New John F. Kennedy Pre-Assassination Film Footage Found


Previously unreleased footage of John F. Kennedy’s fateful motorcade in Dallas taken just moments before he was gunned down was released on Monday, a surprising new detail in a saga that has gripped America for four decades.  The brief silent 8mm film shows a beaming Jacqueline Kennedy up close in vivid color waving to the crowd, while a group of excited bystanders waves to the cameraman shortly before the motorcade sweeps past.  The president’s coat is clearly, although briefly, seen bunched up on his back, a detail that some say will be scrutinized by conspiracy theorists who see evidence of a plot in, among other things, the fact the bullet wounds on his jacket and body did not appear to match.

The film was released to coincide with Monday’s Presidents Day federal holiday.  It had been donated to the  The Sixth Floor Museum in Dallas, which is located in the former Texas School Book Depository building where Lee Harvey Oswald shot Kennedy from a sixth-floor window on November 22, 1963.  The museum is devoted to Kennedy’s presidency and the events surrounding his assassination.

Museum curator Gary Mack said that he was not surprised that the owners of the film had taken so long to come forward.  “Everyone who captured the motorcade before the assassination thinks their pictures are unimportant. But to historians, all photos and home movies are important to possibly answer questions that will be asked in the future,” he said.

The footage was taken less than 90 seconds before the fatal shots were fired.  The 40-second film also shows the scene of the crime the following day.  Mack said the new footage offered the best view of the motorcade that he had ever seen.

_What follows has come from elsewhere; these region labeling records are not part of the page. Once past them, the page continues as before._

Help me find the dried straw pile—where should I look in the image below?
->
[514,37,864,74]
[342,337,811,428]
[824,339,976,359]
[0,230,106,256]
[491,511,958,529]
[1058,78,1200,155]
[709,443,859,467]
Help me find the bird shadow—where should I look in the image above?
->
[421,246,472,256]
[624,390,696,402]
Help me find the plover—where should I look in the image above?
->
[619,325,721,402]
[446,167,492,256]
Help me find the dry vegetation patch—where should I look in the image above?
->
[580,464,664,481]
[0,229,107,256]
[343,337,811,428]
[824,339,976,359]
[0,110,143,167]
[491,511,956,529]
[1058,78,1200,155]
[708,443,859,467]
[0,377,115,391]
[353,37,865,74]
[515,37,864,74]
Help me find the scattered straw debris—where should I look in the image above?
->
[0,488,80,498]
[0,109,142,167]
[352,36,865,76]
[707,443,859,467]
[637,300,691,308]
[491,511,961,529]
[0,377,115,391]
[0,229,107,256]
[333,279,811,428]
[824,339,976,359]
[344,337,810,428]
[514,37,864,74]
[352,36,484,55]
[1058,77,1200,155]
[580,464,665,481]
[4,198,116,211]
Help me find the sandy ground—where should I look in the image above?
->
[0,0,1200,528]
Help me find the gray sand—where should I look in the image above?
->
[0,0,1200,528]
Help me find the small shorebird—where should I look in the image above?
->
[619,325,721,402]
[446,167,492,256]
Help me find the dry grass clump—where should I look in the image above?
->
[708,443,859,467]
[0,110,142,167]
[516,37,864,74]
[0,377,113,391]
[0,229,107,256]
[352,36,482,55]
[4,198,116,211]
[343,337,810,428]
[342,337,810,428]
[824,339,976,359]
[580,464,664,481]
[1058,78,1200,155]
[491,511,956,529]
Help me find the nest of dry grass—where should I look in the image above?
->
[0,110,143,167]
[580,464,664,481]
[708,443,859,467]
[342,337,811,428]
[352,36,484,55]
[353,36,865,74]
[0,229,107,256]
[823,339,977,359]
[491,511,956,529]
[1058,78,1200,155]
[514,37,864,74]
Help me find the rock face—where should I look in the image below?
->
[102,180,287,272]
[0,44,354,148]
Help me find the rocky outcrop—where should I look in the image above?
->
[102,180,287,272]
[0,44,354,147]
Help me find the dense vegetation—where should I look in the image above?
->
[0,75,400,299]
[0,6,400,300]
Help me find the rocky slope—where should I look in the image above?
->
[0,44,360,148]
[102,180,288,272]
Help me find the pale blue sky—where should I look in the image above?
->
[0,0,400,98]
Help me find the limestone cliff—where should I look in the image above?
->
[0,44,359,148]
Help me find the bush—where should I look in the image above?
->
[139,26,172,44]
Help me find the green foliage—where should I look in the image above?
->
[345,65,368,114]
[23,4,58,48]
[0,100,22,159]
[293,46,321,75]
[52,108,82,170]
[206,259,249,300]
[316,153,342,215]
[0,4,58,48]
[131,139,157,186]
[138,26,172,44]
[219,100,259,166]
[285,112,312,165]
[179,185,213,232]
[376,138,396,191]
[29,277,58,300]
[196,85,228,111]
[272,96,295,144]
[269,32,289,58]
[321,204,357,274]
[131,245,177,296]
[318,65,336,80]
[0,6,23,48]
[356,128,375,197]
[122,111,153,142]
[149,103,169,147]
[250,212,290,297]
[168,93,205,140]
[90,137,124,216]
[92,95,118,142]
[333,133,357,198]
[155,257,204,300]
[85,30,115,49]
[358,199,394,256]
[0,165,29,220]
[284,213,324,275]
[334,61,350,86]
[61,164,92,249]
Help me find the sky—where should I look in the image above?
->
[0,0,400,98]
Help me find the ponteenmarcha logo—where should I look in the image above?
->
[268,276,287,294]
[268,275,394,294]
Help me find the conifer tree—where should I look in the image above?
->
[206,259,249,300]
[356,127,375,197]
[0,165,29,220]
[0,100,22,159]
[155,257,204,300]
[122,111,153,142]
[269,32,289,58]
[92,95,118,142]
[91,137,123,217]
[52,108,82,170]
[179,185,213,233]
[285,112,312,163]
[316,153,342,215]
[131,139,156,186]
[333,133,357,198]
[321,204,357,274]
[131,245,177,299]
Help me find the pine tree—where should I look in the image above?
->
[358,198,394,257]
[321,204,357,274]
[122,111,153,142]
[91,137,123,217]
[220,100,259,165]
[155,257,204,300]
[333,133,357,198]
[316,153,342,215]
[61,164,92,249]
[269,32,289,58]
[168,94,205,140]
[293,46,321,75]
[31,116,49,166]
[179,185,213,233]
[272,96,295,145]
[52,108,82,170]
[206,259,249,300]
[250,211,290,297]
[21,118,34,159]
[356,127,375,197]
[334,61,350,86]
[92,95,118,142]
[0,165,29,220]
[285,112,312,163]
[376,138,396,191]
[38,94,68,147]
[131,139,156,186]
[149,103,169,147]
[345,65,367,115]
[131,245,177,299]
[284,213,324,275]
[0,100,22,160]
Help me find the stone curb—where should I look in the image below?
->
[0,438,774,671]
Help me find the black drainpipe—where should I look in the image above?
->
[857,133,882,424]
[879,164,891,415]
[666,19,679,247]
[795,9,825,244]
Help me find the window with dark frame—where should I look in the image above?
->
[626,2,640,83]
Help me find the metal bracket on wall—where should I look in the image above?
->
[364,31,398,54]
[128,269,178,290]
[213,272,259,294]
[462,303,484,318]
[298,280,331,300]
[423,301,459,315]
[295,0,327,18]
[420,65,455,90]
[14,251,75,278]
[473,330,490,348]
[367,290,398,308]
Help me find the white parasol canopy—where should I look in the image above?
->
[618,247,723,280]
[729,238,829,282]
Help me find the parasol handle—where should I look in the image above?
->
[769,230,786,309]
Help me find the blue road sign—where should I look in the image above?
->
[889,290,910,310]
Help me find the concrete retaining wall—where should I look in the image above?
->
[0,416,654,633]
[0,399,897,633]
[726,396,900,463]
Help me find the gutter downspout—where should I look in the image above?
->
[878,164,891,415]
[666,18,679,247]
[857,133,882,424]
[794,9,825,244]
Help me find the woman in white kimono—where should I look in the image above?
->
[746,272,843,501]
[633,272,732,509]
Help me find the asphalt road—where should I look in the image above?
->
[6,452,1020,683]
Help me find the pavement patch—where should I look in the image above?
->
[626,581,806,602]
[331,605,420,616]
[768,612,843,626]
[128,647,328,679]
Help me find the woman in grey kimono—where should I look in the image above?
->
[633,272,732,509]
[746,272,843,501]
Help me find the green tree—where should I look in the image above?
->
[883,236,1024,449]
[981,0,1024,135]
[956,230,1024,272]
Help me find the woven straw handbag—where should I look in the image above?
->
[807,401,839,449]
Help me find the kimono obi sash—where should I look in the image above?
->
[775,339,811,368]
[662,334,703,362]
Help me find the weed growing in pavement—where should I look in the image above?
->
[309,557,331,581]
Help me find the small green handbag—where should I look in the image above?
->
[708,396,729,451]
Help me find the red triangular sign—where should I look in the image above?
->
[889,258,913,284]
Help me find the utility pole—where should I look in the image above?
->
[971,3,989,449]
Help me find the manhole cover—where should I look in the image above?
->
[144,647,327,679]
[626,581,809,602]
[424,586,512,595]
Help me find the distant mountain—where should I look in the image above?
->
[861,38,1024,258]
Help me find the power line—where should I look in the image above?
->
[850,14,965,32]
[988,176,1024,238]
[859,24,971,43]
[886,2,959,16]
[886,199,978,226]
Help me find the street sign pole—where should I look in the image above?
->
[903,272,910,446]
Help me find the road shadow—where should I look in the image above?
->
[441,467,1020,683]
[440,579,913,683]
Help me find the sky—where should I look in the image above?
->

One Response to “New John F. Kennedy Pre-Assassination Film Footage Found”

  1. stacy maloney Says:

    The fact that President Kennedy’s jacket did rise up slightly would explan the FBI photographs showing the back of his swuit coat with a bullet entrance hole that was measured at 5 3/8 inches belopw the top of the collar, while President Kennedy’s shirt had a bullet entrance hole measured at 5 3/4 inches below the top of the collar. FBI agent Glenn Bennett’s handwritten report, written before the Bethesda autopsy later that night on Nov. 22, 1963, placed the rear bullet hole 4 inches down the President’s right shoulder. Eyewitness Bennett was seated at the right rear of the followup car in the motorcade, pinpointing the impact point precisely “about four inches down from the right shoulder.”
    Thus, Bennett’s account corroborates the clothing rules, and directly contradicts the purported downward-slanting
    neck trajectory required by the single-bullet theory, advanced by now U.S. Sen. Arlen Spector, then a Warren Commission general counsel.